Recherche médicale sans pharmas

De nouveaux modèles de financement d’études cliniques veulent adresser les problèmes médicaux qui n’intéressent pas l’industrie. Par Oliver Klaffke

(De "Horizons" no 106, septembre 2015)
Image: © Keystone / Science Photo Library / Jim West

​Si l’industrie pharmaceutique investit volontiers dans le développement de médicaments rentables, la recherche sur de nouvelles formes de thérapies non médicamenteuses manque de bailleurs de fonds. "Les études focalisées non pas sur les intérêts commerciaux mais sur les patients jouent un rôle important dans l’amélioration des thérapies et de la prise en charge des malades", note Stephanie Tan, médecin chez Quintiles Asia, une entreprise qui conduit des essais cliniques. Avec ses collègues, cette spécialiste a publié en 2015 "Investigator Initiated Trials Made Easy", un manuel consacré aux études cliniques initiées par des chercheurs. Ces dernières permettent aux médecins de choisir leur sujet de recherche indépendamment des éventuels intérêts économiques.
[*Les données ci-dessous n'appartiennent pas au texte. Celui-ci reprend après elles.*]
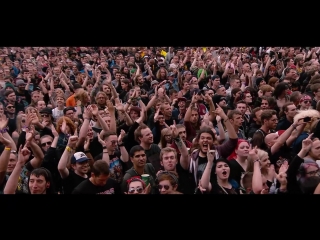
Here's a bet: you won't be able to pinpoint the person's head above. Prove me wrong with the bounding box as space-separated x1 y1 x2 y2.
228 110 244 127
280 102 297 120
57 117 77 135
189 106 199 124
259 84 273 97
129 145 147 168
176 124 187 141
247 149 271 172
156 171 179 194
63 107 76 121
261 109 278 129
90 160 111 187
268 77 279 88
298 159 320 183
28 167 54 194
102 131 118 152
235 100 248 115
293 109 320 133
228 139 250 160
160 147 178 171
289 91 302 106
299 94 312 110
40 135 53 152
6 150 18 174
4 90 17 102
214 158 230 180
160 128 172 148
250 107 263 125
230 74 241 89
71 152 89 176
273 82 288 99
194 127 216 154
127 176 146 194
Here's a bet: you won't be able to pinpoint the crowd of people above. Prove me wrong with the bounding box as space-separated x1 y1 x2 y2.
0 47 320 194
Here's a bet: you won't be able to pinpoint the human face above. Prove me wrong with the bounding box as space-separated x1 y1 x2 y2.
7 153 18 173
216 162 230 180
71 161 89 175
178 128 187 141
260 154 271 170
231 114 244 127
128 181 143 194
268 115 279 129
199 133 213 153
130 150 147 168
236 103 247 115
160 152 178 171
158 180 176 194
7 93 17 102
140 128 153 144
309 140 320 160
285 104 297 119
65 110 74 120
29 174 50 194
91 173 109 187
37 101 46 111
6 104 16 114
235 142 250 157
260 99 269 109
40 137 52 152
105 135 118 152
217 87 227 97
190 110 199 124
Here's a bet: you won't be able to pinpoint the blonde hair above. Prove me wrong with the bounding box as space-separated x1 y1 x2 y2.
293 109 320 133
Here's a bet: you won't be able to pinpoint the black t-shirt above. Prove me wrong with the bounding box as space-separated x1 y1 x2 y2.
229 159 245 186
94 151 128 183
62 170 87 194
72 178 121 194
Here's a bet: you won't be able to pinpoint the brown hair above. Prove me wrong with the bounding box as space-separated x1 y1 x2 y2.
56 117 77 134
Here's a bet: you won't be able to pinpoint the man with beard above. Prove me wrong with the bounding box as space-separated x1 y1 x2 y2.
251 110 278 151
134 124 161 172
180 105 238 189
58 136 89 194
248 107 263 139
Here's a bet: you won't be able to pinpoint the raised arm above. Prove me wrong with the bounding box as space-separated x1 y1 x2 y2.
3 146 31 194
58 136 78 179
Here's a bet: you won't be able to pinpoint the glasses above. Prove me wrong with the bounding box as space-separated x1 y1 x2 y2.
111 140 118 145
158 184 170 191
128 187 143 193
41 142 52 147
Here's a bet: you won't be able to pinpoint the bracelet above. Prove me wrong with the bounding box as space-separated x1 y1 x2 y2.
66 146 74 152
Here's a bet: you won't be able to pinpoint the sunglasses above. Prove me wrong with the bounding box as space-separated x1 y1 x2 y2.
128 187 143 193
41 142 52 147
158 185 170 190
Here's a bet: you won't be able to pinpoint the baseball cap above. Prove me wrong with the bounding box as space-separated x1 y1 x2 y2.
178 97 187 102
71 152 89 163
151 80 159 86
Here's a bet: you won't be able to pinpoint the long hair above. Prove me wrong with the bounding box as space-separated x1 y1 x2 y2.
28 167 55 194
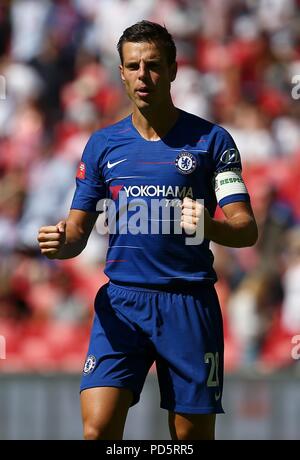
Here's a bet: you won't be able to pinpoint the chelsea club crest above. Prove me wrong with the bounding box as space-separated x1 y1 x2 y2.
175 152 197 174
83 355 97 375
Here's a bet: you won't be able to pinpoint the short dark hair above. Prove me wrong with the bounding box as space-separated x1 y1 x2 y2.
117 20 176 64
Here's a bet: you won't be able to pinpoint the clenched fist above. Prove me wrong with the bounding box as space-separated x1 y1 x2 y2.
37 220 66 259
180 197 210 235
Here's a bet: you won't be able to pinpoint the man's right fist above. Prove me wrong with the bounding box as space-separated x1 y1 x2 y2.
37 220 66 259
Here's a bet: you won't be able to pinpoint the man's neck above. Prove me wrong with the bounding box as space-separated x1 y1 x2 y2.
132 105 179 141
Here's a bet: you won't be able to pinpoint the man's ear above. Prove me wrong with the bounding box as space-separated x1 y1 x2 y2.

En Suisse, le nouveau programme "Investigator Initiated Clinical Trials" du Fonds national suisse (FNS) met à disposition des moyens financiers pour réaliser de telles études indépendantes: 10 millions de francs en deux séries d’appels d’offres. De quoi financer quatre ou cinq essais. "Nous souhaitons encourager les chercheurs à mener des essais cliniques sur des questions qu’ils jugent eux-mêmes essentielles", explique Ayşim Yılmaz, directrice de la division biologie et médecine du FNS. Peu importe le mode thérapeutique ou la maladie étudiée, seuls le design et la qualité du projet sont décisifs. "C’est une démarche bottom up", précise-t-elle. En cela, le programme du FNS se différencie de ceux des autres pays d’Europe et des Etats-Unis. Les études entreprises par des chercheurs y font aussi l’objet de soutiens spéciaux, mais leur thématique est en général prédéfinie.

Le marketing finance la recheche

"En Italie, ce genre de recherche est soutenu par le fond AIFA de l’autorité nationale d’autorisation des médicaments", détaille Giuseppe Traversa, de l’Istituto Superiore di Sanità à Rome. Le programme italien est financé par une taxe: 5% des dépenses marketing de l’industrie pharmaceutique est alloué à la recherche clinique indépendante. Quelque 40 millions d’euros sont mis à disposition chaque année dans des domaines tels que le développement de médicaments contre les maladies rares ou la comparaison de différentes stratégies thérapeutiques. Cette aide représente une chance à saisir, souligne Giuseppe Traversa dans la revue Annals of Oncology.

Pour Viviana Muñoz, de la Chaire en économie et management de l’innovation à l’EPFL, le financement philanthropique a fait ses preuves dans les champs non lucratifs comme les maladies tropicales ou l’emploi de médicaments dont le brevet a expiré. Elle conclut qu’il devrait être assumé par des fondations.

L’organisation non gouvernementale Médecins sans frontières est un bon exemple. Elle a investi l’argent du Prix Nobel de la paix décerné en 1999 et créé avec cinq autres organisations la fondation Drugs for Neglected Diseases initiative (DNDi) à Genève. Avec un budget de 30 millions de francs en 2013, fourni pour moitié par des bailleurs de fonds privés, elle comble une lacune dans la mise au point des médicaments. Des substances actives contre des maladies telles la leishmaniose, la malaria et le VIH chez les enfants sont ainsi produites à destination de marchés dans les pays en développement.